The privately-owned island’s proximity to the north west coast creates a wind corridor ideal for turbines. But it’s also rich in bird life for the same reason, and such a concentration of turbines would flay several species towards extinction, while also dominating a narrow corner of landscape and horizon.
Robbins Island owner John Hammond said the proposed site of the $1.6 billion project was the “perfect” place for wind farms. Well, he would, wouldn’t he?.
Brown’s opposition — the most high-profile of many voices against the proposal, including local sustainable economy campaigner Craig Garland, who made a Senate tilt this year — was wilfully misread as a backtracking from windpower. It’s the reverse. Mega wind and solar projects are now such a central part of the capitalist energy economy that assessment of individual projects is now a necessary green activity.
As both Brown and Richard Denniss pointed out, the Franklin Dam campaign of the late ’70s was against a hydro project in a state whose close to 100% hydro-generated power system had been trumpeted for decades as a proto-green wonder of the world. But the Franklin scheme was an unnecessary dam, a product of the state’s Hydro-Electric Commission flexing its muscles.
Starting to run this sort of politics is full of contradictions, but it can be resolved. Take bird strike rates for example. For years the coal lobbies have been using this against wind farms; their sudden interest in conservation is touching. Touching, and spurious. The overall figure for wind farm-caused bird deaths pales in comparison to the two biggest causes: buildings and cats, both of which cause bird deaths in the billions. But that doesn’t mean that particular habitats can’t be a factor in deciding against a particular project.
The issue of landscape and surroundings is equally complex. For years the fossil lobby, responsible for vast belching coal stations, would point to a clump of four elegantly-shaped turbines, white against a blue sky, and decry “the eyesore”. Once again, desperate hypocrisy: this was the enthusiasm for “deep green” untouched landscapes, pseudo-wilderness vistas.
Tony Abbott’s rendering of wind turbines is the perfect and predictable paradoxical reaction to the sight of clean, low-impact human progress: their “satanic” aspect is that they’re annihilating the necessary performance of domination that fossil extraction involves, and which creates the world in which Abbott’s political life has meaning.

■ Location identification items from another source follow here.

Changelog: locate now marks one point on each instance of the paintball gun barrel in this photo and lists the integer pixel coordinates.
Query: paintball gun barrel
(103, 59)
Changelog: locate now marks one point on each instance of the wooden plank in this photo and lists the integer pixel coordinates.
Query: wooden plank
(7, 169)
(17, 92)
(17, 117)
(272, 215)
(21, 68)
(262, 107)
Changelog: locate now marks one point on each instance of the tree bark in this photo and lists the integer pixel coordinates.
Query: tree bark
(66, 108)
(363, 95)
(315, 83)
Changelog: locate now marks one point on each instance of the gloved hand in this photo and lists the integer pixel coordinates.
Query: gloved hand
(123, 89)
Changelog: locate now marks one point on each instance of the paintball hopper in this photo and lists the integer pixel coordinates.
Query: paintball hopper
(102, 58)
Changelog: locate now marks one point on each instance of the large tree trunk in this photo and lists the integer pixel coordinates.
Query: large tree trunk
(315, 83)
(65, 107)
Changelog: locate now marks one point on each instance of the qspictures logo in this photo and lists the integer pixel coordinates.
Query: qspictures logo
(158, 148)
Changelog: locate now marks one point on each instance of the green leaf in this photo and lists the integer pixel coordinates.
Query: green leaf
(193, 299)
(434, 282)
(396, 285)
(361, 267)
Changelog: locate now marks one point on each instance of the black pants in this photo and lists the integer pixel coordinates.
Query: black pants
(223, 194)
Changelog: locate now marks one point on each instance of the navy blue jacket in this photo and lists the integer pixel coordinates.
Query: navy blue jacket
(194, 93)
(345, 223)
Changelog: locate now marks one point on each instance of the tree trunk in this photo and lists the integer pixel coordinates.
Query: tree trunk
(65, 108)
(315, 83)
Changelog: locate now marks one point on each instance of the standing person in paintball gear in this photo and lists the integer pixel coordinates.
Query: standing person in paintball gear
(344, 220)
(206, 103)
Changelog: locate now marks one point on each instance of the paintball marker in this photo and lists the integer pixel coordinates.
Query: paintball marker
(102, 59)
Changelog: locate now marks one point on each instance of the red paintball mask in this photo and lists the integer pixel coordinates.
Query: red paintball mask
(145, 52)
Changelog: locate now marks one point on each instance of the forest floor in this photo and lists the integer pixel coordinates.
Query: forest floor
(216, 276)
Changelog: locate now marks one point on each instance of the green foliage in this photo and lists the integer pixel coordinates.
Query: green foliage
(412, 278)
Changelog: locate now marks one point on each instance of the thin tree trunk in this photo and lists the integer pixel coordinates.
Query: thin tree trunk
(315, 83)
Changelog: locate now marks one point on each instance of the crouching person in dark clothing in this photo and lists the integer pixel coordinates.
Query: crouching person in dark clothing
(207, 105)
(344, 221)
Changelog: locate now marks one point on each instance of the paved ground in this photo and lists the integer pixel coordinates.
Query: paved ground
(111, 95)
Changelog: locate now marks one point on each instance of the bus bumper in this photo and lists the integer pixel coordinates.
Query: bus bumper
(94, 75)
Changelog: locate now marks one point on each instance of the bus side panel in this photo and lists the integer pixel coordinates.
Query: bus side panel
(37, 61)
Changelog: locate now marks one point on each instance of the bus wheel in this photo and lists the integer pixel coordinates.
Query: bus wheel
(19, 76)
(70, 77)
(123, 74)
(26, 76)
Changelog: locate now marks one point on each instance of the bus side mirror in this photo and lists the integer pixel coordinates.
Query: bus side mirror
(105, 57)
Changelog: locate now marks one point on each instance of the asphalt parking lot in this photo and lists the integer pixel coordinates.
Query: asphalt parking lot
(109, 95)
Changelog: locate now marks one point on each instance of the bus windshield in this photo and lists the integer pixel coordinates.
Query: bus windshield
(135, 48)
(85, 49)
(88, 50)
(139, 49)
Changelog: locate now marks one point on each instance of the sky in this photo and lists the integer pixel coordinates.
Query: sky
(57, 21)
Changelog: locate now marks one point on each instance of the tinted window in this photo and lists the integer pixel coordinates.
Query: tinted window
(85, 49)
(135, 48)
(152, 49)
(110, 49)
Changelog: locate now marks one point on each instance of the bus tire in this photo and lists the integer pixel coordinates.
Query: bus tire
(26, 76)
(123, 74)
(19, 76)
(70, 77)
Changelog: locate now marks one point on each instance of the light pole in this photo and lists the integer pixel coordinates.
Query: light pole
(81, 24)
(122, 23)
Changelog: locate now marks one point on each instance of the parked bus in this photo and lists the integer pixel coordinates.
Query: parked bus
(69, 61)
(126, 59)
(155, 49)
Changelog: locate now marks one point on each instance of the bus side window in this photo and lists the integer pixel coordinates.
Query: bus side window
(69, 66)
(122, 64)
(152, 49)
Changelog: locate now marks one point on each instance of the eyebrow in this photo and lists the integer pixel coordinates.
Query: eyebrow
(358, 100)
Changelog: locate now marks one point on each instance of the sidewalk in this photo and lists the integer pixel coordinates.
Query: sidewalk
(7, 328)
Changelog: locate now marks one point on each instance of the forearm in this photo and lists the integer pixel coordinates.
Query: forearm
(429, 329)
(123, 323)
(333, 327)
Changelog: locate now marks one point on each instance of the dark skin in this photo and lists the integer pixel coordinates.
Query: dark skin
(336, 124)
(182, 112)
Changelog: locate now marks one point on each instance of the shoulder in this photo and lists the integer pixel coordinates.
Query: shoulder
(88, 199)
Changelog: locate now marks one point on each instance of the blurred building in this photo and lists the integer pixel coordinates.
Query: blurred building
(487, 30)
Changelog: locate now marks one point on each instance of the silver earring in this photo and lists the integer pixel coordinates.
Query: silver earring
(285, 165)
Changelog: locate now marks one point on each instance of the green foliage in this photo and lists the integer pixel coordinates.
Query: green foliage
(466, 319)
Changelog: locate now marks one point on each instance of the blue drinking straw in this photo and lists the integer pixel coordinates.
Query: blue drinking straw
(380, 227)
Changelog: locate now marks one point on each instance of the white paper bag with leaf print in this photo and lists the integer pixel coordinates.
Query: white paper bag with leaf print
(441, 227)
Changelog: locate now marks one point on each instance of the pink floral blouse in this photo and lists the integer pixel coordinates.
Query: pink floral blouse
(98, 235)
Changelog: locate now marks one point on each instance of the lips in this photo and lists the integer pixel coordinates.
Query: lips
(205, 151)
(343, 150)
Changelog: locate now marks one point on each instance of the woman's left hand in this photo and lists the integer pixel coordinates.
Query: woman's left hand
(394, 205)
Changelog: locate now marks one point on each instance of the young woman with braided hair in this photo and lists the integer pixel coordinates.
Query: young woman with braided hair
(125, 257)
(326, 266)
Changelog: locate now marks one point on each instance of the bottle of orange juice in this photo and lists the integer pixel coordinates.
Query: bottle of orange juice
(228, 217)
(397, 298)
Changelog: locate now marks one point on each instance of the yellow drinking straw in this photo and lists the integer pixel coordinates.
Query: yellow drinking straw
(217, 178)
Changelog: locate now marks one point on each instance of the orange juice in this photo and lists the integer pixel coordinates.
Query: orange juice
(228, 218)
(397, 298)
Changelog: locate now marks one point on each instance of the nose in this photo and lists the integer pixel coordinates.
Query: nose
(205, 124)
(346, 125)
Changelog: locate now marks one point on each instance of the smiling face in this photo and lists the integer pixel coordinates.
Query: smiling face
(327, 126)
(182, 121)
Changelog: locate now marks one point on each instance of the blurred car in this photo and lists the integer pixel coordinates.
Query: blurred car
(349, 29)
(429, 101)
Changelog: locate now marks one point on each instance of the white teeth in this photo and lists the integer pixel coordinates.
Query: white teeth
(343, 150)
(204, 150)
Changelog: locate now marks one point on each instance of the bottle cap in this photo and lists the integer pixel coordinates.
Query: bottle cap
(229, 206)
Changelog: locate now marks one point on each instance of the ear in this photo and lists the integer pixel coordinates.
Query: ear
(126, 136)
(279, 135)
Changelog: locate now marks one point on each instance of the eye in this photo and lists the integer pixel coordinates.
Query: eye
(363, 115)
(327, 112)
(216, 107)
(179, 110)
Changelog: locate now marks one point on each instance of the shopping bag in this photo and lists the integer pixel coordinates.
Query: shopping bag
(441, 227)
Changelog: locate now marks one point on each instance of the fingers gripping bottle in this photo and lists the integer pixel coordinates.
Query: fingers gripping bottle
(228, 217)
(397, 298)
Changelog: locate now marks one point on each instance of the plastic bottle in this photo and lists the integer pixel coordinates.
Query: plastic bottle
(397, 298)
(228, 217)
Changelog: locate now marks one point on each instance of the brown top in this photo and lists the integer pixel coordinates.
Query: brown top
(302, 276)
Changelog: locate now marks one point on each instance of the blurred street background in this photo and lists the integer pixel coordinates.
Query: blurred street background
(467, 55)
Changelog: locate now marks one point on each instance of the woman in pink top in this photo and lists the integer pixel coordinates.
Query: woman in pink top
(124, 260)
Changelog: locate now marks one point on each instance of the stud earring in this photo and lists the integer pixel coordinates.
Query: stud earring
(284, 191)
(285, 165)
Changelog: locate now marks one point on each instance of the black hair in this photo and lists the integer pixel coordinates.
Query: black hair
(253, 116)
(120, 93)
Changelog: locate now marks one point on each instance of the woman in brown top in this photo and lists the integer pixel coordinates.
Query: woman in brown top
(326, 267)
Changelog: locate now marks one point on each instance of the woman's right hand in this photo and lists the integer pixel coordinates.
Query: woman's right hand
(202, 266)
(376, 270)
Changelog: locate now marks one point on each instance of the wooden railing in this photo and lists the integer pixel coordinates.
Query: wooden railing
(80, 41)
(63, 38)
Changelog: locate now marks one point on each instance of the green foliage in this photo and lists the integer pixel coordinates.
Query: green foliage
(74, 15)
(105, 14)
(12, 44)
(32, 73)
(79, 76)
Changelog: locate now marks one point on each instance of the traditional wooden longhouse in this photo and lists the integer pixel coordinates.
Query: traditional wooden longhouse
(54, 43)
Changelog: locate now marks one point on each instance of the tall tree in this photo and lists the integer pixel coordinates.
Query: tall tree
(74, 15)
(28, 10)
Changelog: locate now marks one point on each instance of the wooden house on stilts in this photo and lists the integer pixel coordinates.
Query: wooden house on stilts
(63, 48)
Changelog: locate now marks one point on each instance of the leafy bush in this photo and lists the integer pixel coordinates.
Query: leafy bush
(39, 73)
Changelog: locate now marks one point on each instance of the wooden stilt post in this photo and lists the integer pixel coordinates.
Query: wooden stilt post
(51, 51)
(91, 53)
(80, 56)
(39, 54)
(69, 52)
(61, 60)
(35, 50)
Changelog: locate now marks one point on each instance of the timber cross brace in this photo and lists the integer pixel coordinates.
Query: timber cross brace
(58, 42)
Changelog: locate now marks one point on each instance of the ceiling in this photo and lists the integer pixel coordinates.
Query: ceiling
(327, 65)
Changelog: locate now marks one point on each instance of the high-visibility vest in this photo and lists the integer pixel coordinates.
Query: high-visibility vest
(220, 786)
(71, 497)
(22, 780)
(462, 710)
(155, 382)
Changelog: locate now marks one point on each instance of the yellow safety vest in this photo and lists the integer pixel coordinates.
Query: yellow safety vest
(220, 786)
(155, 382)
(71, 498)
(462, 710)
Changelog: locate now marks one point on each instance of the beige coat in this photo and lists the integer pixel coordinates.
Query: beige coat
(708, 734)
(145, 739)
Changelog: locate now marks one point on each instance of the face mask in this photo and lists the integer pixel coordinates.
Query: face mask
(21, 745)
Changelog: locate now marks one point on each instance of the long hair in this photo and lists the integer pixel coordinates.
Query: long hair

But it’s the very spread of the industry which means that we can start to question where it’s sited. Ideally, we don’t want turbine vistas dominating whole vistas — aside from desert or sea areas, where I think large arrays have a beauty of their own — and an area like Robbins Island, where sea, land and coast intermingle with great beauty would be heavily compromised by more than 150 turbines, however arrayed.
That question is also expressive of the wider issue, as such power becomes catnip for investors. What is the power for? The Robbins Island scheme is Tasmanian “development” par excellence: reliant on public expenditure (new power-transfer cabling to the mainland), likely to make a motza for a very few people, with the local populace offered the crumbs of a short-term surge of construction jobs. It’s part of a much larger trashing of the Tasmanian north west, which includes wholesale logging of the Tarkine. Local jobs boosters say a backward, peripheral state and region like north west Tasmania has to take what it can get.
But that dilemma simply brings the wider dilemma of renewables and development into clearer focus. What is going to steer renewables development? Are we just going to try and plug the holes in runaway consumption left by an increasingly uneconomic fossil sector?
To do that will simply deepen the epochal challenge we face — one as cultural and existential as metabolic — of a world chasing the perfect abundant energy solution forever just ’round the corner. That will inevitably create a public demand for nuclear power, and the idea that we can run “boutique” nuclear reactors at no risk.
“Nuclear reactors the size of a car” the nuclear boosters say of the new thorium reactors. Really? So large enough to park them in a van in the centre of a city? Sounds great.
Decades ago, when wind and solar were low-yield and experimental, the advocacy of them was contained within a wider project of changing the way we live, to get out of the futile game of chasing never-ending growth. But that politics fell away as the arc of the 1960s created and turned downwards. Then as a green/progressive movement arose based on a new social class with a great deal of power invested in a high-tech society, the renewables revolution started up and surged ahead. It is now so dominant that increasing numbers of green protests or resistances will be to particular expressions of it.
That is a sign of further victory, not defeat. Pretty soon, the fossil lobby will realise that, and shut up about it, in the same way they suddenly stopped talking about SA’s Tesla battery, or “wind-turbine syndrome”.
Who can blame Abbott and Costello for gazing upon a turbine and feeling an obscure unease at something twisting in the wind?